BUSINESS SEEKS INJUNCTION FROM EVICTION CITING VICTORIAN COVID REGULATIONS
Yarraville Business Pty Ltd v Persico (Building and Property)  VCAT 213 (12 March 2021)
This is an application by the applicant-tenant for an injunction to enjoin the respondent landlord from terminating the lease. The court here answers the issue of whether the tenant-applicant has protection from eviction under the COVID-19 Omnibus (Emergency Measures) (Commercial Leases and Licences) Regulations 2020.
The case involves premises in Somerville Road, Yarraville (the Premises) which were the subject of the lease made between Yarraville Business Pty Ltd (Yarraville) as tenant and Maria Persico, Mr Faustino Persico (Mrs Persico’s late husband) and Giovanna Staffieri as landlords.
Like so many other retail tenants, Yarraville ran into headwinds when the COVID-19 pandemic struck. On or about 5 November 2020, Mrs Persico served a notice of breach asserting that Yarraville had failed to pay rent due of $15,253.32.
On 3 December 2020, Mrs Persico purported to terminate the lease by re-entering the premises, fixing a notice of re-entry to the front of the premises and changing the locks. Yarraville contends that the re-entry is unlawful.
Yarraville came to the Tribunal seeking an order to enable it to re-enter. The Tribunal asked for submissions because it relates to the interrelationship between the COVID-19 Omnibus (Emergency Measures) (Commercial Leases and Licences) Regulations 2020, S.R. No 31/2020 made on 1 May 2020 (the Principal Regulations) and the COVID-19 Omnibus (Emergency Measures) (Commercial Leases and Licences) Regulations 2020, S.R.No 107/2020 made 29 September 2020 (the Amended Regulations).
The objectives stated in Regulation 1 of the Principal Regulations are to implement temporary measures to apply to tenants and landlords under certain eligible leases to mitigate the effects of measures taken in response to the COVID-19 pandemic and to implement dispute resolution mechanisms concerning eligible leases.
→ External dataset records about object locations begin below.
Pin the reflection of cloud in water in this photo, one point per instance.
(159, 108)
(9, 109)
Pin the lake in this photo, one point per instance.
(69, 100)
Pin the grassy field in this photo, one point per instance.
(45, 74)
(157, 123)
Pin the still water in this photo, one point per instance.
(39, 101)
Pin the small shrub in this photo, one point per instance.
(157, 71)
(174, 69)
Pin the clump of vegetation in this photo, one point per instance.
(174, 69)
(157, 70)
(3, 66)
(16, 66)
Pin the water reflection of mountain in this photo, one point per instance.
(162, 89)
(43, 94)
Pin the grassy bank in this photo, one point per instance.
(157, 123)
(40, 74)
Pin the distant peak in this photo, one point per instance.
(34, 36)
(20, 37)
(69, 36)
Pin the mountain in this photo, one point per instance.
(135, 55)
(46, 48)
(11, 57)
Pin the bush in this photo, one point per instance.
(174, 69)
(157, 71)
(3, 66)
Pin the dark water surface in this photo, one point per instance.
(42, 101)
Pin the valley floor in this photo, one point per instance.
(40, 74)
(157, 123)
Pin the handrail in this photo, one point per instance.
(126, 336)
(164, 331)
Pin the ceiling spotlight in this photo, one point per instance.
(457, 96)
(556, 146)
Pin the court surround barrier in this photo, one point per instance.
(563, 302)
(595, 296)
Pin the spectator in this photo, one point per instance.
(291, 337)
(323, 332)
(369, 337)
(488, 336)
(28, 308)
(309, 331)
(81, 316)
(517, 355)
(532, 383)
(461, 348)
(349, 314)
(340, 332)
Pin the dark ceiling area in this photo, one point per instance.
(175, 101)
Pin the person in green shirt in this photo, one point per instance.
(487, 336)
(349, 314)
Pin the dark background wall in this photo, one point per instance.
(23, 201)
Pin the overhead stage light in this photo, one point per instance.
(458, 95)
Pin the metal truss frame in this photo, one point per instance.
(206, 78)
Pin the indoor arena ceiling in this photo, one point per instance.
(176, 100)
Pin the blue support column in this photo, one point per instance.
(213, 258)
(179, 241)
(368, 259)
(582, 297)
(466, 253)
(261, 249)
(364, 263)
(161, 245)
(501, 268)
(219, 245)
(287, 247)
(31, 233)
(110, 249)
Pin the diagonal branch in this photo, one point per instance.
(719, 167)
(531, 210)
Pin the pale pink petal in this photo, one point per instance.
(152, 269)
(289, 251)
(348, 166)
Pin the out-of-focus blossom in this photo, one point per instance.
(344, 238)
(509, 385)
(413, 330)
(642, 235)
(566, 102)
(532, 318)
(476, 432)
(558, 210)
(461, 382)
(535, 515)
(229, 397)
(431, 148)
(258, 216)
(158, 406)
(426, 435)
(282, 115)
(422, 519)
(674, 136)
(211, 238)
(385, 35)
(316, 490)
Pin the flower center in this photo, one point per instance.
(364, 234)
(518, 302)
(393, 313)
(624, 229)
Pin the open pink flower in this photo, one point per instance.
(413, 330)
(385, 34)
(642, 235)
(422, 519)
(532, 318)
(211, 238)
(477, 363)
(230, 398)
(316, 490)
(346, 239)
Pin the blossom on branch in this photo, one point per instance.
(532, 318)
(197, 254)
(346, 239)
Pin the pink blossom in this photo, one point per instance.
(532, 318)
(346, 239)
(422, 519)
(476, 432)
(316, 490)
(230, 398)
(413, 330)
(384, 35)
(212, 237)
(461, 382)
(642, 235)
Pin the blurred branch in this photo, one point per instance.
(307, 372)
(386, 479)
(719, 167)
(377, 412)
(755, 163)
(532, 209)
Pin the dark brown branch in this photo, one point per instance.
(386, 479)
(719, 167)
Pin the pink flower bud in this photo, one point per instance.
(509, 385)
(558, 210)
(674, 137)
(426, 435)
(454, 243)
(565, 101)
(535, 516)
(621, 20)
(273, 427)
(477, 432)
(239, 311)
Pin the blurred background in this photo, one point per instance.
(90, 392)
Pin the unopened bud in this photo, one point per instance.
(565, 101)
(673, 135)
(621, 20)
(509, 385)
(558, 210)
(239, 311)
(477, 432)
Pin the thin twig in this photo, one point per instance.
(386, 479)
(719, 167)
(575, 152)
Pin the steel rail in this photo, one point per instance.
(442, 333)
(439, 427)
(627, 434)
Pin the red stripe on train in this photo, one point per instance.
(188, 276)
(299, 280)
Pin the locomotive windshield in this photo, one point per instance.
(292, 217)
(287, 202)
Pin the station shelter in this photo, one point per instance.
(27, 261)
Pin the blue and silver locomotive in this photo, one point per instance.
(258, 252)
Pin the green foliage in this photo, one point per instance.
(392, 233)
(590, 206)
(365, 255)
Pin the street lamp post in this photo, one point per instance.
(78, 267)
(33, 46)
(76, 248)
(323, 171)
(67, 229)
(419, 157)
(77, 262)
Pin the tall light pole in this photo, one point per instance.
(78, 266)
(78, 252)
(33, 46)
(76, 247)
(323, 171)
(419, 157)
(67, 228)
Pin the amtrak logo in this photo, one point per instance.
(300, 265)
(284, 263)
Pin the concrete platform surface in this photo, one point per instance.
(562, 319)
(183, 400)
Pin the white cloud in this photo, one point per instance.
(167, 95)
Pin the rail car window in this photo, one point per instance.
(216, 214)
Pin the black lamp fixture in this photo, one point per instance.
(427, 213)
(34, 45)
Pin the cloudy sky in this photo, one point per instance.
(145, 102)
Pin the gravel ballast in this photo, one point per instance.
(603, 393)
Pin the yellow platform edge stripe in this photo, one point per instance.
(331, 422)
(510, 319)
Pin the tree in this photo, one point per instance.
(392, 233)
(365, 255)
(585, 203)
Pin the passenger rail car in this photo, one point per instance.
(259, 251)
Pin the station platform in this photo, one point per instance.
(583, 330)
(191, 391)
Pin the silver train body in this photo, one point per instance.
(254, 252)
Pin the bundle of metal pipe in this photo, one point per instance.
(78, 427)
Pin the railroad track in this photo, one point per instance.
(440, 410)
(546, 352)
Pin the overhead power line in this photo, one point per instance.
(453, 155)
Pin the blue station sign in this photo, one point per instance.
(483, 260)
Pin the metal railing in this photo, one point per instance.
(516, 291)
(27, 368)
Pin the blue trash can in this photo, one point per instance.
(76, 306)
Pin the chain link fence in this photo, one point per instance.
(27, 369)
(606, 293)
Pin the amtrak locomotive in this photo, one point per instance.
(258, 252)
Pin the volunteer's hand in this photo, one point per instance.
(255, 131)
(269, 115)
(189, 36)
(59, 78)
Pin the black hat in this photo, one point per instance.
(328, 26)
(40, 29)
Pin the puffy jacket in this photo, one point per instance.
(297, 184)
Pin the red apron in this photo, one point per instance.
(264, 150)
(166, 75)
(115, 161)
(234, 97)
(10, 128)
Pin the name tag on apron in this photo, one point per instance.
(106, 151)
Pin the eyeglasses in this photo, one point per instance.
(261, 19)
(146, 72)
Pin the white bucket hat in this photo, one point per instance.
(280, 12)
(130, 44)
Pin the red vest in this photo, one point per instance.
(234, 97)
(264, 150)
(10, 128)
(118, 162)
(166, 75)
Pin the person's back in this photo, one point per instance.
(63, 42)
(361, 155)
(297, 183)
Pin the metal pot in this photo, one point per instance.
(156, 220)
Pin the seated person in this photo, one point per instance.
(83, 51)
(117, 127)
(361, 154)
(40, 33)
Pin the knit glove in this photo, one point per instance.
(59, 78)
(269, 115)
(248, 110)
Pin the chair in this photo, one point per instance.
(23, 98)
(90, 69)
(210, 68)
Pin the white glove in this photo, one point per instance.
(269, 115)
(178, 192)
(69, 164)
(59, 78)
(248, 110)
A central feature of the regime is that a tenant under an eligible lease is entitled to avail itself of rent relief, and may in some circumstances be entitled to protection from eviction.
Yarraville’s primary argument for the granting of the injunction is that prior to 29 September 2020 it had done everything it needed to do under Regulation 10 of the Principal Regulations to enliven its entitlement to rent relief and that it had accordingly become entitled to the benefit of the moratorium against eviction available to commercial tenants under Subregulation 9(2).
The application for an injunction is opposed by Mrs Persico essentially on two grounds. The first is that no valid application for rent relief was made prior to 29 September 2020, and accordingly no entitlement to protection from eviction arose under the Principal Regulations.
Mrs Persico’s second argument is based on the operation of the Amended Regulations. She contends that even if Yarraville validly made an application for rent relief under the Principal Regulations, the benefit of the protection created by the Principal Regulations expired on 29 September 2020, and that in order to have protection from eviction under the Amended Regulations a new application had to be made. As none was made, Yarraville is no longer protected from eviction.
Issue: Should the court grant the injunction/ Is Yarraville protected from eviction?
The imposition upon a tenant by the September Amendments of a requirement to provide the information mandated by Regulation 10 as amended when making an application for rent review after 29 September 2020 does not necessarily mean that a new application has to be made.
Where a subordinate instrument is amended, the amendment shall not, unless the contrary intention expressly appears, affect the previous operation of that subordinate instrument nor affect any right or privilege acquired, accrued or incurred under that subordinate instrument nor affect any remedy in respect of any such right or privilege, and any such remedy may be instituted, continued or enforced as if that subordinate instrument or provision had not been amended.
The clear effect of S.28 of the Interpretation of Legislation Act 1984 is to protect a right that has been acquired under the subordinate instrument prior to its amendment. The court accordingly finds that Yarraville is entitled to the continued protection of the moratorium against eviction to which it had become entitled under Subregulation 9(2) of the Principal Regulations, even after the September Amendments came into operation.
Conclusion: Yarraville’s argument is sustained. Yarraville did not have to make a fresh application for review after 29 September 2020 in order to continue to enjoy protection from eviction under Subregulation 9(2) of the Principal Regulations.